Desde de então, por ordem do Governo de São Paulo, que aprova e incita a selvageria policial, manifestações pró e contra governo devem acontecer em locais diferentes da cidade. A decisão, que dá um ar de simples pragmatismo, também escancara os ideais tendenciosos do próprio governo do estado. Na semana seguinte, na mesma avenida da cidade de São Paulo, dezenas de manifestantes – muitos a vestir a camisa da seleção brasileira – voltaram a pedir o fechamento do Supremo Tribunal Federal. Em outro sítio da cidade, milhares de pessoas se uniram para pedir democracia e o fim do racismo. O ato foi motivado pela morte de George Floyd nos Estados Unidos, mas vale lembrar que a apenas a polícia de São Paulo matou, em cinco anos, nove vezes
mais que a polícia norte-americana. E dentro esses casos, a grande maioria das vítimas era negra e pobre. As imagens aéreas de ambos os protestos são definitivas. Bolsonaro perde, a cada dia, suporte nas ruas.

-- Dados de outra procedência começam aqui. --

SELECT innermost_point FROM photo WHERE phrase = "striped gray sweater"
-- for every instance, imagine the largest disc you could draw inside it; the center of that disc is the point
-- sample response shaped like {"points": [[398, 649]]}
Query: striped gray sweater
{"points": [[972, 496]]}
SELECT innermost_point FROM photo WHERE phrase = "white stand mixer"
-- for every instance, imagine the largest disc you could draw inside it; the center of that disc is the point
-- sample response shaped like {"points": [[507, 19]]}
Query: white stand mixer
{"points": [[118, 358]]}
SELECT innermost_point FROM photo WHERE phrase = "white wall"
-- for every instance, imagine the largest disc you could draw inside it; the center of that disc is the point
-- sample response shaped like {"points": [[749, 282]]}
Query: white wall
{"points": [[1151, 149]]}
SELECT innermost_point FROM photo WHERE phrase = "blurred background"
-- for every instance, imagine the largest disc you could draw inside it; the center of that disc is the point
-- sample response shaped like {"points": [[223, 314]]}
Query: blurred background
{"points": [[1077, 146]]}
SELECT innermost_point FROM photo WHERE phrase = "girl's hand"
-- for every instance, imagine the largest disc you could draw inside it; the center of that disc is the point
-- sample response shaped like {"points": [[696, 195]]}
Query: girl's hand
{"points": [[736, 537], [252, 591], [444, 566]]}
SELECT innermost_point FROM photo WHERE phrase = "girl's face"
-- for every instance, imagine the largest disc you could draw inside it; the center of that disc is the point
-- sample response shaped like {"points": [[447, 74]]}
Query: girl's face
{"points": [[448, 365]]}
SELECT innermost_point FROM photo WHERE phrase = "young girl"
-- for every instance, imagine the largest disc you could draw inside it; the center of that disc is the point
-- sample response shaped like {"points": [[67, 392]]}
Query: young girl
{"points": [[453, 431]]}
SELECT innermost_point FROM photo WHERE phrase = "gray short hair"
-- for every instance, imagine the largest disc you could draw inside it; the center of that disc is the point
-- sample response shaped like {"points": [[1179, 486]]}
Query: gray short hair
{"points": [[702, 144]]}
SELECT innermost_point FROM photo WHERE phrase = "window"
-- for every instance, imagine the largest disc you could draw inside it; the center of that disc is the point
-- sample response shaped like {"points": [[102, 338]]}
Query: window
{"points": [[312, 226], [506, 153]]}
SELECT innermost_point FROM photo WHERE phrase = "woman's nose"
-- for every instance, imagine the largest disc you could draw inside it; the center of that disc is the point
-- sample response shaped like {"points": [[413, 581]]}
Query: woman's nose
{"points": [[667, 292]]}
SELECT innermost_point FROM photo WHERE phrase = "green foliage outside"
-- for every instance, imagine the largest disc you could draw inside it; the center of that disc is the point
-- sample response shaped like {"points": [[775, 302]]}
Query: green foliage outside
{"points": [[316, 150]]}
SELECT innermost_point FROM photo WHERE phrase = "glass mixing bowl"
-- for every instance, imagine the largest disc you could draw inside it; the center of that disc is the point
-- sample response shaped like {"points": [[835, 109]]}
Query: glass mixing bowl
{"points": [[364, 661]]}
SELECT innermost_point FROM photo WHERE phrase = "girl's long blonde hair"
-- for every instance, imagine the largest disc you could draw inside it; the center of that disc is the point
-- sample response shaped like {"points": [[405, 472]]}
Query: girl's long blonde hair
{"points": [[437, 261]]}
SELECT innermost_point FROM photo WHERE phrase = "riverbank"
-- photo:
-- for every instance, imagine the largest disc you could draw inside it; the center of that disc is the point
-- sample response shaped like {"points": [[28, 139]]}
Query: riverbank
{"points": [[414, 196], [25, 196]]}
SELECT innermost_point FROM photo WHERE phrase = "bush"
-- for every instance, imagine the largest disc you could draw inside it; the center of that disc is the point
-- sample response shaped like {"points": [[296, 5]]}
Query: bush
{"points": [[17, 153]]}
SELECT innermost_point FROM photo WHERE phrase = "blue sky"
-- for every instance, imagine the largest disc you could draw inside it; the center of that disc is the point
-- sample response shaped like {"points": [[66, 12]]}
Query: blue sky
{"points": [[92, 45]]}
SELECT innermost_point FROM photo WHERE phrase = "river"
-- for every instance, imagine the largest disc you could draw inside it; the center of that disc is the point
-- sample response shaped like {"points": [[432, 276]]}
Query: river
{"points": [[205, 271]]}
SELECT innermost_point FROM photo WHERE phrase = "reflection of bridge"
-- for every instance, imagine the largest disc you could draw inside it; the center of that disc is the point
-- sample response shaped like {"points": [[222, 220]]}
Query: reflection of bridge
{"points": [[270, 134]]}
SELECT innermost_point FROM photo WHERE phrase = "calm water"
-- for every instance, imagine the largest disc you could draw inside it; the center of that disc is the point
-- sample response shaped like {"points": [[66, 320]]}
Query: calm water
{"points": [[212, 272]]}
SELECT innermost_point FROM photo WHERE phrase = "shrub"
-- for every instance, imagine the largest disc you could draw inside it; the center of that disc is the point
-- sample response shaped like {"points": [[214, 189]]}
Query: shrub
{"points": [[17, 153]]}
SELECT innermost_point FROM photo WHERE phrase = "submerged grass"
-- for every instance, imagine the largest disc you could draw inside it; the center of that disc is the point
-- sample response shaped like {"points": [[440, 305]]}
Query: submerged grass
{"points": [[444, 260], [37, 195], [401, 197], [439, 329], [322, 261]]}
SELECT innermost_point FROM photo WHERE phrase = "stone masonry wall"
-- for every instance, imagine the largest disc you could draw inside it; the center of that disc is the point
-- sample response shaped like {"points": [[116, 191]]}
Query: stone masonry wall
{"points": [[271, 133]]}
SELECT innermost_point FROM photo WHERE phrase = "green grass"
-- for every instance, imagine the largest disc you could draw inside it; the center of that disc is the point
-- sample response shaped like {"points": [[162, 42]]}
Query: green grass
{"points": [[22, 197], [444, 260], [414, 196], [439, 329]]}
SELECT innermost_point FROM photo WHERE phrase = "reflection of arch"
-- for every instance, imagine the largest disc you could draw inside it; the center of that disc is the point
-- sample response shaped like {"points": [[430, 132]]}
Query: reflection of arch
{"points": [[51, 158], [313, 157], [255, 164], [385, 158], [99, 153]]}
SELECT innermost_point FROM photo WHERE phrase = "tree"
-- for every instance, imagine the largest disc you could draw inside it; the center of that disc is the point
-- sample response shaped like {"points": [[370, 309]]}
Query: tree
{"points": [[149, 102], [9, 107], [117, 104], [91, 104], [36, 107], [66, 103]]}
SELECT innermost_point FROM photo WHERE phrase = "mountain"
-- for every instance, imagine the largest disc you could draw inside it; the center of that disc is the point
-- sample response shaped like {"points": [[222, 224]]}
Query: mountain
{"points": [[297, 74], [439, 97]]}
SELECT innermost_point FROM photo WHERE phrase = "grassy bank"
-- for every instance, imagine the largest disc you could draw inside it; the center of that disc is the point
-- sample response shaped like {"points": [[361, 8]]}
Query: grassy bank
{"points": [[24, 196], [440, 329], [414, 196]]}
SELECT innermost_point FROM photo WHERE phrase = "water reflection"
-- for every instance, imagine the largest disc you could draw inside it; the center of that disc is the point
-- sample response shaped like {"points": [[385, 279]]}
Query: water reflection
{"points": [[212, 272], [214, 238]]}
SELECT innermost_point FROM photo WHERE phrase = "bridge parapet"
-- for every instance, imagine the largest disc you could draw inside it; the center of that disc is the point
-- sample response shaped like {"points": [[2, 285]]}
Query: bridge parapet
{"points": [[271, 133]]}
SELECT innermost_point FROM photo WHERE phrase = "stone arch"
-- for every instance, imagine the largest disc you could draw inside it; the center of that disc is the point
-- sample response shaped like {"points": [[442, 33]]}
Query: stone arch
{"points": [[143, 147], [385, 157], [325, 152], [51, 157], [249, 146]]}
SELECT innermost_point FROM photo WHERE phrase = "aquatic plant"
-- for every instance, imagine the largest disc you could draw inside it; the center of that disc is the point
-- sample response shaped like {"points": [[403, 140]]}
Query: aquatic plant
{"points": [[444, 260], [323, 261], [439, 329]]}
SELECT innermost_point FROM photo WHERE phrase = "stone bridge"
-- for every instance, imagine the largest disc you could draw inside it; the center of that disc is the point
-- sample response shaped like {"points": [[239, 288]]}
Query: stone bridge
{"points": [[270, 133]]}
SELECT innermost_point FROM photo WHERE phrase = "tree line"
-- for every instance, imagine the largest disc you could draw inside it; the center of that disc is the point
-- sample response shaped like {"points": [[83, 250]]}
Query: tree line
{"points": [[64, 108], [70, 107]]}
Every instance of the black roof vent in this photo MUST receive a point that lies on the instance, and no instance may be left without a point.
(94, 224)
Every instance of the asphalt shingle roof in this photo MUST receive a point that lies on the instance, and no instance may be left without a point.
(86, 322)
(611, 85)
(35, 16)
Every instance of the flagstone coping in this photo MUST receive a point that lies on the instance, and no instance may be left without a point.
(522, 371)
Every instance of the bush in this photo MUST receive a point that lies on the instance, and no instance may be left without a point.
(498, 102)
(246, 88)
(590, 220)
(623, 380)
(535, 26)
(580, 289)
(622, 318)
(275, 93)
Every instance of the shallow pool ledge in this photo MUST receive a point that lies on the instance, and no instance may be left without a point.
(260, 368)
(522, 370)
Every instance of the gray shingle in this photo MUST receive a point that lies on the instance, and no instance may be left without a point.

O futebol é uma força popular. Não é apenas sobre dois times a disputar um jogo. Não existe futebol sem adeptos – seja no estádio ou na televisão. Não existe espaço para jogos fantasmas. Porém, em um Brasil imerso por notícias ruins, o futebol torna-se algo fundamental. Fora de campo e não dentro dele. Quem dera a emergência de retornar os campeonatos fosse realocada para conter a pandemia. Quem dera houvesse a mesma pressa para nomear-se novos ministros da saúde, da educação e secretário de cultura. Quem dera houvesse a mesma pressa para o próprio Rodolfo Landim indenizar todas as famílias que perderam jovens atletas no incêndio que atingiu as instalações da categoria de base do Flamengo. Mas, para que a pressa?

O Brasil é um país de prioridades. E essas não são escolhas baseadas no bem estar social e no amor à vida.